The Kallio neighbourhood archive is one concrete example of where the duplication runs deepest. Kallio was extensively photographed during the urban renewal programmes of the 1970s and again during the residential rehabilitation work of the 1990s. Images from both periods were digitised at least twice — once from original negatives and once from printed contact sheets — and entered into the system as separate records without cross-referencing.
Scale of the Problem and the Fix Now Underway
Exact figures have not been published by the city, but Helsinki City Museum's annual report for 2024 noted that its digitised photographic holdings had grown to over 180,000 items accessible through Finna, with an internal audit flagging a meaningful proportion as requiring review for duplication or conflicting metadata.
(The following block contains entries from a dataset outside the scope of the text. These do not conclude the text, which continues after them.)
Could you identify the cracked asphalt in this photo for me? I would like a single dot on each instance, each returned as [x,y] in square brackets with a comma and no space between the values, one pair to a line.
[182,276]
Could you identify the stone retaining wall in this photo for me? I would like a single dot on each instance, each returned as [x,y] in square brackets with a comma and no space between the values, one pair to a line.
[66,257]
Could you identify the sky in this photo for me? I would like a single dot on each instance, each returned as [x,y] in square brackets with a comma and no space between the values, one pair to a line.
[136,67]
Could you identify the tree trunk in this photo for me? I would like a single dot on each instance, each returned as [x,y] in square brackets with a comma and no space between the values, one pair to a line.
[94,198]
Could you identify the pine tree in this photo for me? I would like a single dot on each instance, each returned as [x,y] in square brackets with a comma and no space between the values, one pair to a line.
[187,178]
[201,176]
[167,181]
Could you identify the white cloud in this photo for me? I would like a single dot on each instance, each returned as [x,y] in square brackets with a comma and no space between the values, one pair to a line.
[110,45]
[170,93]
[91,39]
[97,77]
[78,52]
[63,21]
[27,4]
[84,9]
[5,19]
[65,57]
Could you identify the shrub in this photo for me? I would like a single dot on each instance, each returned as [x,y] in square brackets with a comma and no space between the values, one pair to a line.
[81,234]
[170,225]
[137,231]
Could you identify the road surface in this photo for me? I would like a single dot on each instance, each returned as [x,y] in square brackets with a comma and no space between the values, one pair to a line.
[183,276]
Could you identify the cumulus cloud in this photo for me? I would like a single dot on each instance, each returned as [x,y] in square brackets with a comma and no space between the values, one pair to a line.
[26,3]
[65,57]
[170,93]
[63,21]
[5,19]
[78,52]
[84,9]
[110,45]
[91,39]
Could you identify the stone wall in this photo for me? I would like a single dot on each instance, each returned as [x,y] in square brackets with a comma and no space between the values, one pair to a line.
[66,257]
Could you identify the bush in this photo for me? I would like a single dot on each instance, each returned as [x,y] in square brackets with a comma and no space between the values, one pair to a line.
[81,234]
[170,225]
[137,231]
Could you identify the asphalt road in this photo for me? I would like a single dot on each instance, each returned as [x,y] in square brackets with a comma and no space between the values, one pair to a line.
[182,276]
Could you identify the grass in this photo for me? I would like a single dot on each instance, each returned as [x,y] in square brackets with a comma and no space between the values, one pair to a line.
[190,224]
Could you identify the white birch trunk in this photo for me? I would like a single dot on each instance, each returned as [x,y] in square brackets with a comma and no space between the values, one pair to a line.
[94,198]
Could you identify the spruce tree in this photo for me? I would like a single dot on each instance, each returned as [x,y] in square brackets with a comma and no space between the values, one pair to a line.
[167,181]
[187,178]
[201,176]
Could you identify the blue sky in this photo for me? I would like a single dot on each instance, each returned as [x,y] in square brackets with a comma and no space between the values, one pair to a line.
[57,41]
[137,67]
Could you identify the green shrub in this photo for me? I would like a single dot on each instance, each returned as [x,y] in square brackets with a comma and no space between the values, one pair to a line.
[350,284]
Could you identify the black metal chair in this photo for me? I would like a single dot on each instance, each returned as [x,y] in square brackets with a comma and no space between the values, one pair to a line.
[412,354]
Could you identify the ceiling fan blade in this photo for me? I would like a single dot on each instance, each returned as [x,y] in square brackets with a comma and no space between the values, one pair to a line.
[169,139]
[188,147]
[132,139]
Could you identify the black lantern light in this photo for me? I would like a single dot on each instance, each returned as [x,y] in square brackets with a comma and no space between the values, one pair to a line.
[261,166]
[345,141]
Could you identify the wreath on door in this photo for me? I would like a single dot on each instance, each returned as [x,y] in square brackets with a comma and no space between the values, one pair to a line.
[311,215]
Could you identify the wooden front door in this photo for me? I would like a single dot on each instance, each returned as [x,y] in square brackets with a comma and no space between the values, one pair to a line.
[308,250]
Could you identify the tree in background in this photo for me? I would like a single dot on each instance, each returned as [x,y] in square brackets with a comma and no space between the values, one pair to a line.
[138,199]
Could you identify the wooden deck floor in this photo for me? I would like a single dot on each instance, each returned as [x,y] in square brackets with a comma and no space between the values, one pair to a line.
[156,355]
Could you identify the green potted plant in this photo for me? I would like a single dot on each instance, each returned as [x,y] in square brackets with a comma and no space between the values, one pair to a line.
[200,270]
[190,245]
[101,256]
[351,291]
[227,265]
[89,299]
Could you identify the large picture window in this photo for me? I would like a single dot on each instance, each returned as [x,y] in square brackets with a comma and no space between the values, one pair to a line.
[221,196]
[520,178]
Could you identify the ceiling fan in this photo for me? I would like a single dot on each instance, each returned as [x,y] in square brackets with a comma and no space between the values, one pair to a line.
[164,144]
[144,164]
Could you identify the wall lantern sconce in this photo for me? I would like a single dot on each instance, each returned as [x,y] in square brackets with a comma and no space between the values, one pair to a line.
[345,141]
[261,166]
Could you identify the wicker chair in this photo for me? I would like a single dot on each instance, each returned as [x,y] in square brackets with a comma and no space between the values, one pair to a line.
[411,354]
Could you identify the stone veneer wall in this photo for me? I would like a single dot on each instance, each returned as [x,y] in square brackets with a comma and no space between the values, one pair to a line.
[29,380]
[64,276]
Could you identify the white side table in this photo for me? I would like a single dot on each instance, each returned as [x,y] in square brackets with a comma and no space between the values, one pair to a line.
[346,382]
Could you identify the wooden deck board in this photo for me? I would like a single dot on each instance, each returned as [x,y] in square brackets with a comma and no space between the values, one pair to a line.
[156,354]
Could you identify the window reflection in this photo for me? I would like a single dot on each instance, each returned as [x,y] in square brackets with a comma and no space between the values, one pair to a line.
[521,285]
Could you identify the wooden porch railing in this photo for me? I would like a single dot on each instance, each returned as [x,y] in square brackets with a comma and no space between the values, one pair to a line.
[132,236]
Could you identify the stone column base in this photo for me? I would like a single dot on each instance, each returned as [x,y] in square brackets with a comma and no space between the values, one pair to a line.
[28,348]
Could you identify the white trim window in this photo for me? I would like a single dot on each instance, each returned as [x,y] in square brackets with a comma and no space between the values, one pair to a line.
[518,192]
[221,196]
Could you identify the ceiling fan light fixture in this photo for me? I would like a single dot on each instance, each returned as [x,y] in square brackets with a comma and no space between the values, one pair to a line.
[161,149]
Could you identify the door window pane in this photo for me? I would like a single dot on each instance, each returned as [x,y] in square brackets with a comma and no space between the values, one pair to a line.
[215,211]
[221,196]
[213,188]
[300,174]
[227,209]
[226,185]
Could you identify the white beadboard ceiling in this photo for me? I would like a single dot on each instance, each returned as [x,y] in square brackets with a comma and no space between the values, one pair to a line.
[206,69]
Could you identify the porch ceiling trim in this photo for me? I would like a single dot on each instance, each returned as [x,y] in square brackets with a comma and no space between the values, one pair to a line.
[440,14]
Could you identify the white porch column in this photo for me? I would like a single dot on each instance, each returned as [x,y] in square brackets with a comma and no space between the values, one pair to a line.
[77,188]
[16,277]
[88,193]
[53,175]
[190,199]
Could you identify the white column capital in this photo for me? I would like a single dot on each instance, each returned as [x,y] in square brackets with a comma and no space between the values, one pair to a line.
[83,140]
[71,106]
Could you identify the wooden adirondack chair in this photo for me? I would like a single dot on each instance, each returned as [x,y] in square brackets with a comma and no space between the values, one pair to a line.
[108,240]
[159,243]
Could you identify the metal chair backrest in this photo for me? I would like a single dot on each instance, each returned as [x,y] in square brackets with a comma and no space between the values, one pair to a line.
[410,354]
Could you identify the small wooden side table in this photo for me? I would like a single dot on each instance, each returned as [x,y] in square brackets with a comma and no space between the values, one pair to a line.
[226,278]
The museum launched a dedicated metadata correction project in January 2025 with a budget line under the city's cultural services allocation.
The practical approach being taken involves a combination of hash-based image matching — which can identify pixel-identical files regardless of filename — and manual review for near-duplicate images where lighting or cropping differs slightly between scans. Staff are working district by district, beginning with Töölö and Punavuori, both of which have dense photographic records tied to planning disputes and heritage protection applications over the years.
The Finna platform itself received a metadata standards update in March 2026 that tightened field requirements for new uploads from all contributing institutions, which archivists say will prevent the problem from growing. But it does nothing to resolve what is already in the system.
For residents and researchers, the most immediate practical step is to cross-reference any image found through Finna with Helsinki City Museum's own catalogue at hkm.fi, which is being updated in real time as the correction project proceeds. Anyone using archival photographs for planning applications, academic research or neighbourhood history projects should check both sources and note the record identifier number — not just the filename — when citing an image, since identifiers are stable even when metadata is corrected. The city expects the Töölö and Punavuori reviews to be completed before the end of 2026.